The venue in Wroughton will be at 9-10 High Street, and the application also seeks permission for use as a community hall for organisations and groups other than Swindon Hindu Temple Trust.
As well as this venue, Swindon Borough Council has made its former offices at Regent House, close to the Wyvern Theatre, available for use as a temple and cultural centre.
The council will lease the surplus building to the trust for an initial period of seven years.
In January, councillors supported a motion to continue to support the trust in its search for new premises and to meet other Hindu and south Asian faith and community groups who had expressed an interest in finding an alternative community and worship facility.

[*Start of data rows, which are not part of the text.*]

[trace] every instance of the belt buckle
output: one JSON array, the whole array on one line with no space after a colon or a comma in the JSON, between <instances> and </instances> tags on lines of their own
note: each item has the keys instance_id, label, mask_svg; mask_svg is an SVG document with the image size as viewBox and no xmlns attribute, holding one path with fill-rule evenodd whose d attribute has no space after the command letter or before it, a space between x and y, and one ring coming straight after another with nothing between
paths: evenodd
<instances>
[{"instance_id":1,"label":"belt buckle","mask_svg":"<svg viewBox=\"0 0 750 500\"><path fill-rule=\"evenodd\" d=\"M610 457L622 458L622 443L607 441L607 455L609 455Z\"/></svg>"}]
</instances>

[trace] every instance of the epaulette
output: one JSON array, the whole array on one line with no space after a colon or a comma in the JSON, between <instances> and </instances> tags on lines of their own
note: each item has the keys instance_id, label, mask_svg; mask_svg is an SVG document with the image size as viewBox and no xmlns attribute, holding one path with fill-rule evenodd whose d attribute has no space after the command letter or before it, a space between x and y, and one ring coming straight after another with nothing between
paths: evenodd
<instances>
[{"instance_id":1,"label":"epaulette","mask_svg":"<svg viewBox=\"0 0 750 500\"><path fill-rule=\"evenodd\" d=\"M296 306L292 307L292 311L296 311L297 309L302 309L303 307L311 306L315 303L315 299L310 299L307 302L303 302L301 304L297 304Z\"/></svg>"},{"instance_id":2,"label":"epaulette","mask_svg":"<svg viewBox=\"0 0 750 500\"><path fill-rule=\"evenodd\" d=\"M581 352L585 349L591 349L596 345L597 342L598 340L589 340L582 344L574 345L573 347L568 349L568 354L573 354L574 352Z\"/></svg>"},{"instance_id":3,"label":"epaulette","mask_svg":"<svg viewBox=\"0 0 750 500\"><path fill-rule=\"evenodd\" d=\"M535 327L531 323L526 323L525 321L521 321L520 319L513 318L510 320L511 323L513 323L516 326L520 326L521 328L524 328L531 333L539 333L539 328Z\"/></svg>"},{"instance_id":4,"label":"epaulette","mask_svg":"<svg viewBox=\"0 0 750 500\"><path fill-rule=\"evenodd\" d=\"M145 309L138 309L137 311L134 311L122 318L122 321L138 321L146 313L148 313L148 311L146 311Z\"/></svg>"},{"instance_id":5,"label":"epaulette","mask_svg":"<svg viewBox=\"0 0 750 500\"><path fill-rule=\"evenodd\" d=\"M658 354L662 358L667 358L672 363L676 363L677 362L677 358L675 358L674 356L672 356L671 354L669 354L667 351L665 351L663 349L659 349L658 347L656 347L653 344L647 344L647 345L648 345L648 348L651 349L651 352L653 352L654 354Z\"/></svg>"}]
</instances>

Since then, the council has been in regular discussions with the trust to support it in finding a new home.
The site in Wroughton will be used by the trust as a “cultural centre” for a variety of purposes, including religious services, events and festivals.
The planning statement said the temple will “meet the needs of a group who are recognised to experience disadvantage through the land use planning system”, and that both venues will support the wider economy of Swindon throughout the week by hosting activities and events.
It anticipates that between 20 to 50 people will attend daily regular worship, and that there would be seven to 10 main festival events during the year, which 150 to 200 people would attend.
A spokesman for Swindon Hindu Temple Trust said: “We are delighted that we would soon have these two new premises and feel confident that combined together, they represent the best possible solution and would provide much-needed flexibility to serve the religious, cultural, social and charitable needs of the community. We are grateful to the Council for all their help and their continued support.”